As always, I try to devote my more politically charged opinions to how current happenings at the federal level may impact us here in Kalamazoo, more specifically, here at K College. And, granted, DeVos seems to have her focus set primarily on K-12 grade levels, and not so much on higher ed (despite the rising rate of college tuition and student loan debt indicating that reform is sorely needed). What’s more, as a private college, K is probably among those academic institutions across the country least vulnerable to DeVos’s acts as Education Secretary. But that, by no means, guarantees us immunity from the impacts that will be felt by other American colleges and universities.

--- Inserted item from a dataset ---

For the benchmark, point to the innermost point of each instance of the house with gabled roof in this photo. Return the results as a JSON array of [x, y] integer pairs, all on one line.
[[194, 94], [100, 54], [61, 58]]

For one thing, DeVos has said in hearings it would be “premature” to confirm she will uphold department guidelines requesting colleges take an “active role” against sexual assault. These guidelines were put in place during the Obama administration in an effort to fight rampant sexual assault on college campuses across the country, and to overturn what few regulations that exist could potentially jeopardize what little progress has been made since.

What’s more is that DeVos, despite her apparent disinterest in higher education, will have to have some kind of role in the upcoming reauthorization of the Higher Education Act, which has a major impact on the country’s student loan program, which impacts millions of Americans. Though DeVos has criticized the rising cost of college, she has called debt-elimination proposals “in stark contrast” to approaches that address the “core” issues of higher education. Even so, DeVos’s opinions on such matters should probably be taken with a grain of salt, considering she hilariously told Al Franken, a Democratic senator from the state of Minnesota, that student loan debt had gone up 980% in the last eight years. Franken’s response—an incredibly exasperated, “that’s just not so”—is absolutely right; the correct figure is 118%.

It would seem that, if we can find anything good in DeVos’s young tenure as Education Secretary so far, it might just be learning how to laugh through the pain.

2 Comments on Betsy DeVos’s (Potential) Impact on K

  1. The Silent Majority // February 15, 2017 at 1:09 PM // Reply

    Your work and this paper would be taken much more seriously if you didn’t begin your article with insults that do not further your argument. They’re rude and not constructive and honestly gives the reader a bad taste in their mouth as they continue the article. When you actually choose to report facts and make arguments and draw conclusions from said facts, your article is an interesting read, but your childish insults are not helping this article at all.

  2. SM, I disagree. These seem to be fairly accurate assessments of the character of these leaders–and besides, this choice of secretary is itself an insult to us all. It is only fair that we call them out on it.
    I was not previously aware of the now-Secretary-of-Education’s ties to church lobbyists–this is as enlightening as it is frightening. It’s a disgrace that such a person has been put in charge of our public education system. It makes about as much sense as hiring a psychiatrist to conduct brain surgery.